The two R-77s streaked away trailing a smoke exhaust, tail-chasing the two J-10s on afterburner at ten kilometers…

The results were predictable. Favorable kinetics was available to the Indian attacker. Two near-simultaneous fireballs announced the destruction of the two fleeing Chinese aircraft. The flight-leader was not impressed with the PLAAF pilots and their poor visual-combat skills.

Amateurs!

“Okay. White-Knight-Leader declares the skies over southern Bhutan as all clear. Now let’s go find ourselves that lone Sierra-Uniform bird to the north!”

The two aircraft punched afterburners and accelerating north just as four No. 7 Squadron Mirage-2000s established DCA patrol over Paru. The gap in Indian air-defenses over Bhutan had now been closed. But with heavy losses in aircraft, personnel and facilities, the damage was done.

 

 

PARU AIRPORT

BHUTAN

DAY 6 + 2115 HRS

He had been lucky.

Saxena realized that this was the gist of it. It had taken quite some time before the pain in his ears had subsided. Blood had poured out of one ear due to shrapnel wounds. Scratches and burns were everywhere on his body. He had even vomited after the pressure waves from numerous explosions had ripped through the body. He was still somewhat nauseous from it.

And yet, he was luckier than most around him…

Saxena sat on an abandoned ammunition crate near the main terminal entrance of the airport. What was left of the terminal, that is. An army corpsman was tending to his shrapnel wound near the ear.

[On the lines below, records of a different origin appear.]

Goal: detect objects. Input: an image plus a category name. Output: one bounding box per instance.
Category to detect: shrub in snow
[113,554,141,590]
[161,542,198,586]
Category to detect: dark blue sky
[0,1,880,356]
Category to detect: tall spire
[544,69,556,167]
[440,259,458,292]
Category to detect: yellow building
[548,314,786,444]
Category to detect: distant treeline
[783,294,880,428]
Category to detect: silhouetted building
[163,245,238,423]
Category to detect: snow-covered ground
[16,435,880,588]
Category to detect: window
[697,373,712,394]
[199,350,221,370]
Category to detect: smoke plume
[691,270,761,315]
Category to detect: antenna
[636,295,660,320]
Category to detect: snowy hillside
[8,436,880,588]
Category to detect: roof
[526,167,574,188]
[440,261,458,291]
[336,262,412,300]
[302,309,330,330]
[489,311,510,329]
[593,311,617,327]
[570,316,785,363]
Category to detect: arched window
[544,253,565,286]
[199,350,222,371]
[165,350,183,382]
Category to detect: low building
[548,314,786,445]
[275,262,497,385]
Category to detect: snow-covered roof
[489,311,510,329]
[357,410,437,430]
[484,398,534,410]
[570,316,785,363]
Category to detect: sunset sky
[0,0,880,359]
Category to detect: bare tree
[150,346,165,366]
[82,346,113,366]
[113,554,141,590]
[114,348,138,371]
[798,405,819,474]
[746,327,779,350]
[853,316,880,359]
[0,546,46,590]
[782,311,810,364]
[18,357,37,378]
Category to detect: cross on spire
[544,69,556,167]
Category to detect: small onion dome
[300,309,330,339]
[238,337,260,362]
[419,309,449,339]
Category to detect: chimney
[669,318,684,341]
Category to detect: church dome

Other soldiers had arrived from Haa-Dzong and were laying the dead bodies on the side of the road, waiting for the trucks to take them south. As he sat there, he watched the seventeenth body being brought out and laid in a line. Some more were even worse off: their bodies not being recoverable from the debris just yet.

He sighed and looked back up at the smoking wreckage that was Paru airport at the moment. The fires had died away because of the cold and the lack of combustibles left untouched. But the debris was still spewing smoke all around.

“That should do it for now,” the corpsman said.

Saxena nodded to him in silence and the army medic walked away towards the stretchers laid out nearby where another wounded paratrooper had been laid down, one of his legs blown away and the blanket laid over him red with blood near the knees. He was dosed with painkillers and couldn’t feel anything. Saxena looked at him, squinted and then looked back again at the smoldering remains of the terminal building.

Time to get back to work…

He stood up, walking past the road now crowded with army soldiers. There were no soldiers inside the airport though. They had been ordered to stay away until the ordinance disposal teams had swept it. They had been working on for an hour now and were almost done.

“Heck of a mess, old boy!” a voice said from behind.

Saxena turned to back to see an army Lieutenant-Colonel accompanied by two fully armed soldiers walking up to him, leaving their AXE utility vehicle by the road. The officer was wearing his standard army disruptive-pattern camouflage uniform. His name tag said: ‘Fernandez’. Saxena snapped off a salute, jerking loose some of the dust off his uniform with the sudden motion.

“Sir!”


Easy
there, son!” Fernandez said. He glanced at the collapsed terminal and the smoking wreck that was the control tower. He whistled softly.


Hell
of a bombardment you guys went through. Casualties?”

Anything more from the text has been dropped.